Broad strokes plan (TBD)

This is TBD, please comment below if there is a better way.

Stage 0: bring your own certs for TLS

As suggested by @whyrusleeping:

We could add a /wss transport that takes in your certs

This would include part of work required for Stage 1, and be useful for people who don't want to use ACME for some reason.

Stage 1: bring your own domain for TLS

Seamless ACME support to go-ipfs and js-ipfs: entering /dns4/.../wss/ addr in Addresses.Swarm and setting up ACME endpoint for the domain name in something like TLS.ACME.Endpoints is all the user needs to do to have Secure WebSockets transport enabled.

Because a dedicated domain is used go-ipfs could prove ownership by completing HTTP-01 Challenge.
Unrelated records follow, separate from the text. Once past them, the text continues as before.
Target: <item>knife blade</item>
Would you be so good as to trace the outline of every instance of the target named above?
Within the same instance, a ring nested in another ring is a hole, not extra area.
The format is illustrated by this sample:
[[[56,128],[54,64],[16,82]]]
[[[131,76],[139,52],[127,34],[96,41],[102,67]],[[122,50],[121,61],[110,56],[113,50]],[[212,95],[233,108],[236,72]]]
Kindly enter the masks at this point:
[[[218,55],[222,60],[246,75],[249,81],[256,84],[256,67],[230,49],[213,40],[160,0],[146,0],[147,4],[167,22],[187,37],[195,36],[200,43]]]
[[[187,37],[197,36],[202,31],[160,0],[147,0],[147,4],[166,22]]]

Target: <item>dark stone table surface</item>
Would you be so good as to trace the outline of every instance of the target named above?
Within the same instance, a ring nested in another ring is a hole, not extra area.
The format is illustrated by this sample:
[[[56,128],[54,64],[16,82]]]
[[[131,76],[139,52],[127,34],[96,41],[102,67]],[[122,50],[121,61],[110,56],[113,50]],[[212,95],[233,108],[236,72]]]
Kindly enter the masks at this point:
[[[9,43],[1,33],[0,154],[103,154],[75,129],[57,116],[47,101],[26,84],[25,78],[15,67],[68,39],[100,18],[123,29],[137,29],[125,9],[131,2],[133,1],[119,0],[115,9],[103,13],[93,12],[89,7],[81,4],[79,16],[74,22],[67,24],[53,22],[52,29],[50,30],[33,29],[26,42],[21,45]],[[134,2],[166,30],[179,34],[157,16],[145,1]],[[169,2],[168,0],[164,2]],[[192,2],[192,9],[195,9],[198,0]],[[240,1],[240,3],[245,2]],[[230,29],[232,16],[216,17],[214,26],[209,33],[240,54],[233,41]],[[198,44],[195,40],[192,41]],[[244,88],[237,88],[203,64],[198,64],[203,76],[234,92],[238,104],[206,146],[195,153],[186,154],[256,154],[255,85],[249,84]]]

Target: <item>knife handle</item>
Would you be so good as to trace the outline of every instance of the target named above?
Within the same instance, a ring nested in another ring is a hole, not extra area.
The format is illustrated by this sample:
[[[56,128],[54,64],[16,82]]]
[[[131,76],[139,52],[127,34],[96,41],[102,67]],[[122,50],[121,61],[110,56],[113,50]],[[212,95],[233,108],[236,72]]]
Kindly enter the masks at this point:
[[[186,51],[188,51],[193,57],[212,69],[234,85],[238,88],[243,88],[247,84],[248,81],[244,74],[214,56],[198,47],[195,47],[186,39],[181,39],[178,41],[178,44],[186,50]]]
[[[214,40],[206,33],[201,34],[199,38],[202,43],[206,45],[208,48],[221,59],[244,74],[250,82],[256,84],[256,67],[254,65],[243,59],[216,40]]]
It is fairly well understood and full automation only requires port 80 of used domain to point at go-ipfs instance.

Stage 2: you get a free domain for TLS out-of-the-box

We may need to provide peers with something like {peerid}.libp2p-peer.io name for TLS and partner with ACME provider to ensure that mining TLS certs for third-parties under our name like that is ok.

It could also be leveraging the reverse-DNS lookup + uPnP forwarding trick to piggy-back on domain name provided by ISP.